Mary said to the angel Gabriel:  “I am the Lord’s servant.  Be it unto me according to your word.”  Luke 1:38

One of my favorite books is The Glorious Impossible by Madeline L’Engle. She wrote: “What a glorious impossible message that the angel Gabriel brought to a young girl.  But Mary looked at the angel and said, ‘Be it unto me according to your word.”  And so Jesus’ life would begin with the impossible.  When he was a grown man he said to his disciples, “With human beings it is impossible, but with God nothing is impossible.”

 I cannot help but wonder how this ancient story of radical obedience and servanthood must sound to most Americans today?  History could well call us the Age of Entitlement and Convenience.  We Episcopalians have less than subtle “my pew” attitudes and become upset when someone is sitting in our pew!  This simple example only scratches the surface of deeper held beliefs in “entitlements” and “convenience” held by many today who quickly discount the needs of the community over personal comforts and suitability.  (Who will forget the looks on the faces of the C.E.O.’s of the big three car makers who clearly didn’t “get it,” and maybe even left the congressional hearing wondering what in the world those congressman were talking about as they got on their separate executive jets and flew home?)
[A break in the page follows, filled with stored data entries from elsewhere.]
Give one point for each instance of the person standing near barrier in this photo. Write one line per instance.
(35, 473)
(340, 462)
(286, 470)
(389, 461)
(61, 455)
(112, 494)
Madeline L’Engle’s book might have been titled The Glorious Inconvenience and Radical Obedience.  There was nothing convenient about what happened to Mary and Joseph!  Lives carefully planned and then an angel shows up and everything is turned upside down and inside out AND the center – the balance point – of faith came not from protests of inconvenience but of radical obedience.  Mary or Joseph certainly weren’t given special privileges such as some secret glimpses into their future or a promise that their lives would be easier. A long hike to Bethlehem in Mary’s ninth month of pregnancy was not very  convenient for either of them! And don’t forget the stable floor for a bed!

 I am encouraged about “we the people” by what happened during the last general election; by the voters who put aside entitlement and convenience and made all kinds of personal sacrifices in order to join in something they believed was very important happening in our country. When important work is to be done, we the people can become servants and put aside our need to be served and we can serve. 

The season of the glorious impossible calls us to once again believe in the power of God to do the impossible with us and to change our hearts from looking only inwards and desiring our entitlements and conveniences to looking outward with obedient hearts.  May our prayer always be “I am the Lord’s servant.  Be it unto me according to your word.”